AgileVentures / MetPlus_tracker

Git Repository for the Waffle issue in MetPlus project
2 stars 4 forks source link

can't Match Job Seekers using the cruncher- its not active #728

Open tansaku opened 5 years ago

tansaku commented 5 years ago

Chet said:

can't Match Job Seekers using the cruncher- its not active

Joao asked:

Are you saying that it is not active what are you trying to do?

Chet replied:

If I try to match a individual job seeker nothing happens. When I try to match a job against all job seekers a blue screen and error message appears

Joao asked:

I think I am able to reproduce this behavior in staging we will take a look. Nevertheless I have a question. Do you know for sure if the Job Seeker that you are trying to match to any job will be matched?

Chet replied:

Yes I know some of the JS will be a match to the job posting. If you want I could share my screen with you while going through the process.

Joao asked:

Can you let us know the name of the Job Seeker and the Job Name that you are expect to match?

Chet replied:

Lindsey Webb - Family / Pediatric Practice Nurse Practitioner

tansaku commented 5 years ago

note that I get the blue screen and error when trying to create a new account on staging - could this be related to some connection between the rails and cruncher apps?

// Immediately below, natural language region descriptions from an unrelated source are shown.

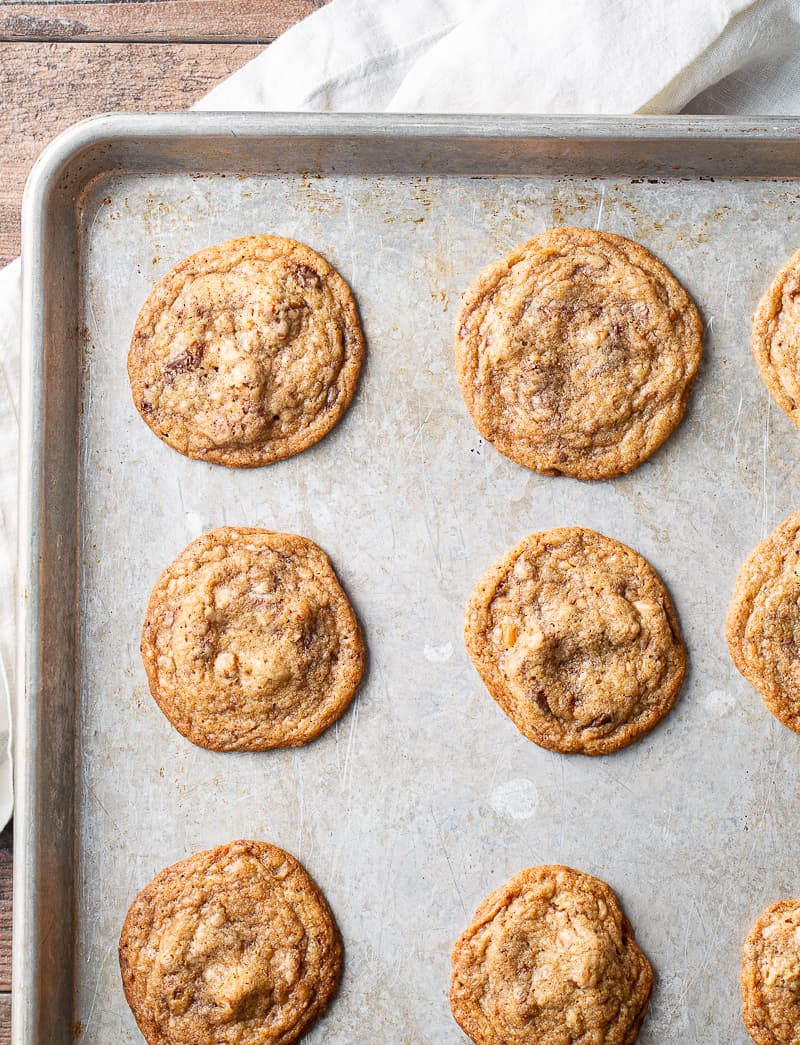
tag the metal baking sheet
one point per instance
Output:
(423, 797)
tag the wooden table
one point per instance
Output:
(63, 62)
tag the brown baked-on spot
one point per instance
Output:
(770, 975)
(250, 642)
(184, 364)
(575, 353)
(763, 621)
(234, 361)
(575, 637)
(549, 957)
(234, 946)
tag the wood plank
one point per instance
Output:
(47, 87)
(153, 21)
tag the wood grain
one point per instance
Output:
(63, 62)
(154, 21)
(75, 80)
(5, 1019)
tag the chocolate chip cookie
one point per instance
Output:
(771, 976)
(250, 643)
(575, 353)
(776, 338)
(246, 352)
(235, 946)
(550, 958)
(577, 639)
(763, 621)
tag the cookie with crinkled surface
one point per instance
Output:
(771, 976)
(575, 353)
(234, 946)
(575, 637)
(763, 621)
(250, 642)
(776, 338)
(246, 352)
(549, 958)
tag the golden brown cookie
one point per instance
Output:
(575, 353)
(763, 621)
(577, 639)
(549, 958)
(235, 946)
(250, 642)
(771, 976)
(246, 352)
(776, 338)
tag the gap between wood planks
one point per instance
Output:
(153, 21)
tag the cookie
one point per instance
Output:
(550, 958)
(575, 353)
(235, 946)
(763, 621)
(250, 643)
(776, 338)
(577, 639)
(246, 352)
(771, 976)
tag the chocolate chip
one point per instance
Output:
(306, 276)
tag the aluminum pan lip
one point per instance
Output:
(59, 160)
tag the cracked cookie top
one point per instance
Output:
(250, 642)
(550, 958)
(575, 353)
(234, 946)
(246, 352)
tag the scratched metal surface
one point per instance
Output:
(424, 797)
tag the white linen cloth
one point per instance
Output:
(724, 56)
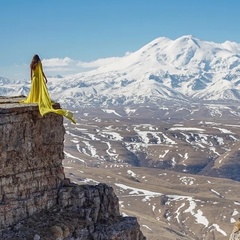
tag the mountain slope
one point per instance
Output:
(184, 69)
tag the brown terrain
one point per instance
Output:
(175, 169)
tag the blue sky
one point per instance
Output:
(86, 30)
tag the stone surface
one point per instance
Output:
(36, 200)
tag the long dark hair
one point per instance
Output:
(35, 60)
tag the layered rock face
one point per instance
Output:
(36, 200)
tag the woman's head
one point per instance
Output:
(35, 60)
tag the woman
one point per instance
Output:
(39, 93)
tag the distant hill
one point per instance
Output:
(184, 69)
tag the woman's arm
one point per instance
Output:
(43, 72)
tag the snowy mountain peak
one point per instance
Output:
(186, 69)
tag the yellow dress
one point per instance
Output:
(39, 94)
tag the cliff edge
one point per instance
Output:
(37, 202)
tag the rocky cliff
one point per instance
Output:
(37, 202)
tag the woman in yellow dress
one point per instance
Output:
(39, 92)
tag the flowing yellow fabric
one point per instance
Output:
(39, 94)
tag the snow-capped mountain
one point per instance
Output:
(184, 69)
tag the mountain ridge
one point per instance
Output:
(184, 69)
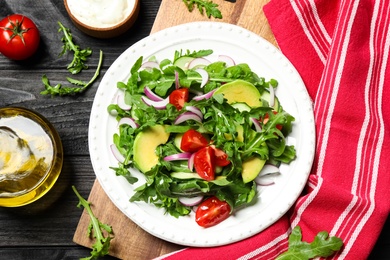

tansaku commented 5 years ago

on staging at attempt to match job seekers generates the following error:

tansaku commented 5 years ago

looking at the code on line 291:

  def match_job_seekers
    authorize @job
    Pusher.trigger('pusher_control', <-- line 291
                   'spinner_start',
                   user_id: pets_user.user.id,
                   target: '.table.table-bordered')

    # Get job match scores for all job Seekers
    result = ResumeCruncher.match_resumes(@job.id)

it looks like this pusher operation is failing before we even get to contacting the cruncher

tansaku commented 5 years ago

working with Chet, the issue was occurring when clicking "match all job seekers" on an individual job - it's now getting further along and we are seeing things like this:

tansaku commented 5 years ago

Chet says this should return multiple matches that we can click through on - but this "not available" is weird - it does appear to be working for "match your job seekers against job" when individual job seekers are selected

tansaku commented 5 years ago

seeing this behaviour locally:

similar to that on production - is this a zero match?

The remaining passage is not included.